El chip se inserta entre los dedos pulgar e índice, mediante un pequeño corte y una inyección que inserta el chip (del tamaño de un grano de arroz) debajo de la piel. Es completamente biocompatible, no molesta ni produce ningún transtorno.

Al igual que en los “chips” que se emplean para localizar a nuestras mascotas, su contenido se lee mediante un escáner de radiofrecuencia RFID, que es compatible con la conexión NFC que llevan casi todos los móviles. Al apuntar con el lector al microchip recibe energía para activarse, y entonces el lector RFID puede leer su contenido.

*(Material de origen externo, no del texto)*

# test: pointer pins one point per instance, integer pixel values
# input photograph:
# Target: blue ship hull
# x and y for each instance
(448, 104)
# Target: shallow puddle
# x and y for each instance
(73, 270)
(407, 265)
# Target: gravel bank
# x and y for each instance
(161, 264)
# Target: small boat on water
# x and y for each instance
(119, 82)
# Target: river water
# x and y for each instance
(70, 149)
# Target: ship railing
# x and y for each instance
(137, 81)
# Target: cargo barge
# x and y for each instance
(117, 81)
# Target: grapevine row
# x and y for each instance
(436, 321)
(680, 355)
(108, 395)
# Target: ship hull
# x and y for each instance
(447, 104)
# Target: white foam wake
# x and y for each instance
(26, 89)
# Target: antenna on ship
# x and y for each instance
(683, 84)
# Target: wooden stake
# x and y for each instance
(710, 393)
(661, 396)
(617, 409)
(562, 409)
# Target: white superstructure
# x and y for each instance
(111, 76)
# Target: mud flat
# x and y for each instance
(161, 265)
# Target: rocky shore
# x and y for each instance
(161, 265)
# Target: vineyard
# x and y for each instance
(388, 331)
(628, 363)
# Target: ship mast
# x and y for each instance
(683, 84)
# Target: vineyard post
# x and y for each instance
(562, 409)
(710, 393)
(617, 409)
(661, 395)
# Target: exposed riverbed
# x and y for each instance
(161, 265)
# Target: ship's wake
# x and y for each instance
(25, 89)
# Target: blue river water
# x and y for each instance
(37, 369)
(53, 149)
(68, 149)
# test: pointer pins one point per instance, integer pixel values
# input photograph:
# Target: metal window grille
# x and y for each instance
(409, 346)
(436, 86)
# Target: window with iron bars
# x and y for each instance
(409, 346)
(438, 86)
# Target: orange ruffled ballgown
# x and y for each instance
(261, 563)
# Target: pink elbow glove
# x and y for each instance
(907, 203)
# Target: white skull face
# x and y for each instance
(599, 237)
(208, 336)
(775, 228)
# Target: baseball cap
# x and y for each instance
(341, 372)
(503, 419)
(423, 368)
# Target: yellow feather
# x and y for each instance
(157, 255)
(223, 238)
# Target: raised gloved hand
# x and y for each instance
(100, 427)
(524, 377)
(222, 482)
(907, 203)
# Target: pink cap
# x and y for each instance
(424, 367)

Su función más practica es poder prescindir de las llaves. Pueden abrir cerrojos electrónicos cuando acercas la mano, tanto en casa como en el trabajo (muchas empresas ya los usan). También sirven para pagar en máquinas expendedoras de comida, o para comprar billetes de metro o autobús, simplemente acercando la mano al lector.

A priori, estos chips bajo la piel son privados porque al no tener batería solo son detectables cuando estás a unos pocos centímetros del lector, y la información personal está encriptada. Pero aún así levantan sospechas porque podrían contener funciones ocultas, o ser hackeados.

Por otra parte ya empiezan a aparecer los primeros problemas ya que los primeros chips bajo la piel que se implantaron, hace tres años, no se pueden actualizar. La única solución es recurrir a la cirugía (superficial) para extraerlos e insertar la nueva versión.